Roulettes conductrices VS Roulettes antistatiques (1)

Dans des secteurs tels que les semi-conducteurs électroniques, les instruments de précision, la pétrochimie et les ateliers poussiéreux, l'accumulation d'électricité statique peut engendrer deux types de problèmes : la défaillance de composants sensibles par décharge électrostatique (DES) et le risque d'inflammation en atmosphères inflammables et explosives. Les roulettes conductrices et antistatiques sont toutes deux utilisées pour la gestion des charges, mais leurs objectifs et leurs méthodes de mise en œuvre diffèrent. Un mauvais choix peut compromettre la maîtrise des risques.
Pour commencer, tirons une conclusion : comment choisir le bon en un coup d’œil ?
En ce qui concerne les risques d'explosion (solvants, pétrole et gaz, poussières) ou les risques ESD au niveau des puces/ultra-propres, la priorité doit être donnée aux « roulettes conductrices » (qui nécessitent une dissipation rapide de la charge).

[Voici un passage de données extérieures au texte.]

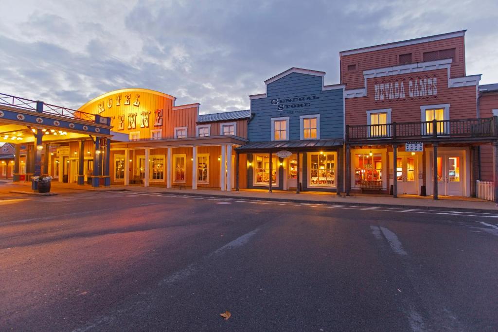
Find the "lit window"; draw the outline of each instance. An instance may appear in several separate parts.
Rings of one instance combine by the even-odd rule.
[[[197,157],[197,181],[199,183],[209,182],[209,155],[200,155]]]
[[[355,155],[355,186],[360,187],[362,181],[382,180],[382,155],[370,153]]]
[[[312,153],[310,158],[311,169],[310,185],[331,186],[336,185],[335,153]]]

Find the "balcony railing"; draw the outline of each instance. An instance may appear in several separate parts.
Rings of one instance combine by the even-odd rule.
[[[348,141],[440,137],[488,137],[496,136],[497,133],[496,117],[346,126]]]

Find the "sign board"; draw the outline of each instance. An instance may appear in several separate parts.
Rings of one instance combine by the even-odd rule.
[[[407,142],[405,143],[405,151],[407,152],[422,152],[424,151],[424,143],[422,142]]]
[[[290,151],[282,150],[282,151],[279,151],[276,154],[279,158],[287,158],[292,155],[292,153]]]

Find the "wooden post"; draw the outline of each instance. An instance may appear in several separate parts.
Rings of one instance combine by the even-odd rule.
[[[296,167],[297,168],[297,177],[296,178],[296,194],[299,193],[299,167],[300,166],[300,163],[299,163],[299,153],[296,152],[296,155],[297,156]]]
[[[398,177],[397,169],[397,144],[392,144],[392,197],[396,198],[398,197]]]
[[[434,122],[435,123],[435,122]],[[433,160],[432,160],[432,166],[434,168],[434,173],[433,174],[433,181],[434,182],[434,188],[433,189],[433,193],[434,195],[434,199],[438,199],[438,193],[437,193],[437,143],[434,143],[432,144],[432,146],[434,147],[434,152],[433,153]]]
[[[272,162],[271,162],[271,156],[272,156],[272,154],[271,154],[271,152],[270,151],[270,179],[269,179],[269,181],[268,181],[268,182],[269,182],[269,185],[268,186],[268,193],[271,193],[271,182],[272,182],[272,181],[271,181],[271,180],[272,180],[271,179],[271,178],[272,178],[272,176],[271,176],[271,171],[273,169],[273,167],[272,167]]]

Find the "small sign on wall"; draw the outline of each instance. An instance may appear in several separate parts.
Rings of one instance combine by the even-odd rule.
[[[405,143],[405,151],[407,152],[422,152],[424,151],[424,143],[422,142],[407,142]]]

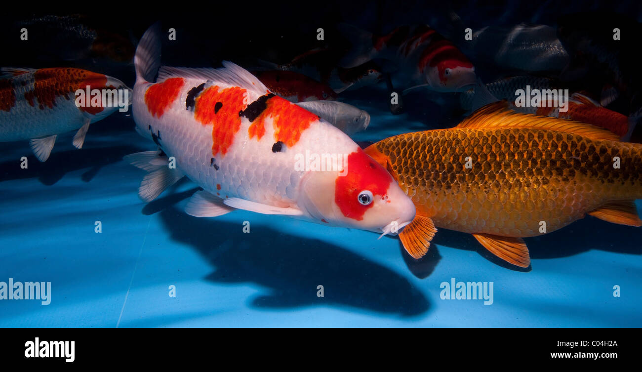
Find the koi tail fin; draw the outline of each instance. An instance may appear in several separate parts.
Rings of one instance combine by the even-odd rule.
[[[136,67],[136,83],[154,82],[160,68],[160,24],[150,26],[136,48],[134,64]]]

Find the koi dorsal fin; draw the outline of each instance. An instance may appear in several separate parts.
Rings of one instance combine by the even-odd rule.
[[[8,78],[17,76],[22,74],[28,74],[36,71],[36,69],[29,69],[22,67],[2,67],[0,68],[0,78]]]
[[[505,100],[480,108],[464,119],[456,128],[544,129],[566,132],[591,139],[620,141],[620,137],[617,134],[591,124],[517,112],[508,107],[508,103]]]
[[[191,78],[211,81],[214,85],[222,84],[239,87],[248,91],[255,92],[259,96],[268,93],[263,83],[241,66],[229,61],[223,61],[224,67],[220,69],[173,67],[162,66],[159,71],[157,82],[169,78]]]

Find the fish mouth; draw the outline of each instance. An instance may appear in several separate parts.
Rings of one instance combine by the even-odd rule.
[[[412,222],[412,221],[410,220],[405,222],[402,222],[400,224],[399,221],[397,221],[397,220],[392,221],[392,222],[388,224],[381,229],[381,232],[383,233],[379,236],[379,238],[377,238],[377,240],[378,240],[386,235],[393,235],[393,236],[396,235],[399,233],[401,229],[403,229],[404,227],[405,227],[406,225],[408,225]],[[392,231],[393,229],[395,229],[394,231]]]

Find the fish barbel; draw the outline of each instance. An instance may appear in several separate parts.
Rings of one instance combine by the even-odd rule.
[[[503,101],[455,128],[395,136],[366,153],[415,203],[417,216],[399,235],[413,257],[426,254],[438,227],[473,234],[527,267],[522,238],[587,213],[642,226],[634,203],[642,198],[642,145],[618,139],[588,124],[516,112]]]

Principalement pour réduire l'aspiration électrostatique et éviter les interférences de décharge mineures (généralement dans les usines électroniques et le transport d'instruments) : choisir des « roulettes antistatiques » (pour permettre aux charges de se dissiper lentement).

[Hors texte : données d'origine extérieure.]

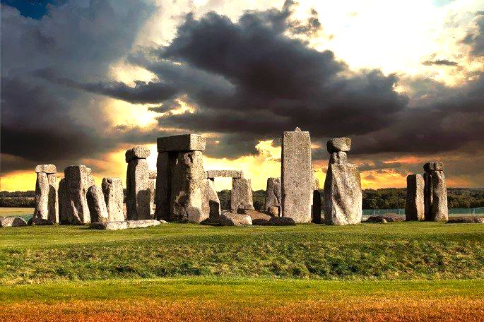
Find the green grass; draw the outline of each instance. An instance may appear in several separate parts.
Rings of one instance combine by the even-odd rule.
[[[484,277],[484,226],[439,222],[0,230],[0,284],[184,276],[324,280]]]

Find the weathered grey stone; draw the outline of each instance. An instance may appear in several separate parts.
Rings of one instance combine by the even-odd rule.
[[[153,219],[150,210],[151,189],[146,159],[128,163],[126,177],[126,218],[129,220]]]
[[[348,152],[351,150],[351,139],[350,138],[336,138],[328,141],[326,143],[328,152]]]
[[[20,217],[0,217],[0,227],[27,226],[27,222]]]
[[[309,132],[284,132],[282,140],[282,215],[295,222],[311,221],[312,166]]]
[[[161,222],[155,219],[146,219],[144,220],[127,220],[126,222],[128,228],[146,228],[147,227],[158,226],[161,225]]]
[[[49,179],[45,172],[37,174],[35,182],[35,208],[34,217],[49,219],[49,193],[50,187]]]
[[[432,175],[428,172],[423,174],[423,210],[424,218],[427,221],[431,220],[432,217]]]
[[[158,152],[203,151],[205,138],[197,134],[165,136],[156,140]]]
[[[337,165],[344,165],[348,162],[348,155],[346,152],[339,151],[334,152],[329,157],[329,163],[336,163]]]
[[[407,176],[407,195],[405,205],[406,220],[423,220],[425,219],[423,201],[425,185],[422,174]]]
[[[188,207],[202,210],[206,179],[201,152],[179,153],[172,173],[170,219],[187,222]],[[205,217],[202,217],[200,221],[208,217],[208,213],[202,214]]]
[[[35,167],[35,172],[45,172],[47,174],[51,173],[57,173],[57,168],[56,168],[56,166],[54,165],[39,165]]]
[[[277,207],[277,213],[274,215],[278,216],[281,213],[281,178],[267,178],[266,201],[264,208],[266,211],[269,211],[271,207]]]
[[[329,164],[324,193],[326,224],[342,225],[361,222],[361,179],[358,166]]]
[[[230,210],[236,213],[239,208],[254,209],[252,187],[250,179],[233,178],[230,193]]]
[[[243,178],[244,172],[239,170],[207,170],[207,178],[213,179],[220,177],[230,178]]]
[[[443,171],[432,171],[432,210],[430,220],[441,221],[449,220],[447,208],[447,186]]]
[[[146,159],[150,156],[150,149],[144,146],[137,145],[132,148],[124,154],[126,163],[136,159]]]
[[[90,222],[86,193],[92,186],[90,169],[85,165],[70,165],[64,171],[66,212],[63,217],[67,224],[83,225]],[[63,205],[64,206],[64,205]]]
[[[123,181],[121,178],[102,178],[101,184],[107,210],[107,221],[123,221]]]
[[[156,161],[156,189],[155,214],[156,219],[170,220],[172,179],[177,166],[178,153],[160,152]]]
[[[268,225],[271,226],[295,226],[294,219],[290,217],[271,217]]]
[[[93,229],[119,230],[126,229],[128,223],[124,220],[93,222],[90,227]]]
[[[222,226],[247,226],[252,225],[252,220],[248,215],[225,213],[220,215],[218,221]]]
[[[91,222],[103,222],[109,221],[109,215],[104,199],[102,189],[98,186],[91,186],[86,195],[88,207]]]

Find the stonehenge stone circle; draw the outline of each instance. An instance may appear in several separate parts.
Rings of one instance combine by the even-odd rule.
[[[153,219],[150,210],[150,170],[146,159],[149,155],[149,149],[142,146],[126,151],[126,161],[128,163],[126,208],[126,218],[130,220]]]
[[[107,221],[122,221],[126,219],[123,213],[123,181],[121,178],[102,178],[101,184]]]
[[[405,205],[406,220],[423,220],[425,209],[423,191],[425,182],[422,174],[407,176],[407,195]]]
[[[272,207],[276,207],[275,215],[278,216],[281,214],[281,178],[267,178],[264,210],[271,211]]]
[[[348,151],[349,138],[328,141],[328,152]],[[341,159],[340,159],[341,160]],[[353,225],[361,222],[362,193],[361,178],[356,165],[331,163],[324,181],[324,220],[327,225]]]
[[[237,212],[239,208],[254,209],[250,179],[233,178],[232,179],[230,210]]]
[[[309,133],[296,128],[283,133],[281,215],[295,222],[311,222],[312,165]]]
[[[96,185],[89,187],[86,195],[88,207],[91,222],[107,222],[109,220],[106,202],[102,189]]]

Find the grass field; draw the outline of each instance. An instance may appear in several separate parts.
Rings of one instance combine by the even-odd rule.
[[[0,321],[483,321],[484,227],[0,230]]]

Quel que soit votre choix, vérifiez toujours que la « liaison de mise à la terre » est complète, sinon même les meilleurs paramètres peuvent échouer.
1. Différence fondamentale : Objectifs différents → Plages de résistance différentes → Vitesses de relâchement différentes
1) Roulette conductrice
Objectif : dissiper rapidement les charges générées par l'appareil/le corps humain, en évitant une décharge instantanée après accumulation.
Mise en œuvre : En créant un chemin à faible résistance entre les matériaux conducteurs et les structures métalliques, des charges sont introduites dans le système de mise à la terre.
Résistance typique : La résistance du circuit est généralement ≤ 10 ⁴ Ω (les différentes normes/méthodes de mesure peuvent varier, veuillez vous référer au rapport de test pour plus de précision).
Vitesse de libération : rapide (proche de la « libération immédiate »).
2) Roulette ESD/dissipative
Objectif : Supprimer l'accumulation de charges, contrôler le potentiel électrostatique dans une plage de sécurité et réduire les problèmes de microdécharge et d'accumulation de poussière.
Mise en œuvre : Utiliser des matériaux/revêtements dissipatifs pour permettre aux charges de « se libérer lentement » plutôt que de rechercher une résistance extrêmement faible.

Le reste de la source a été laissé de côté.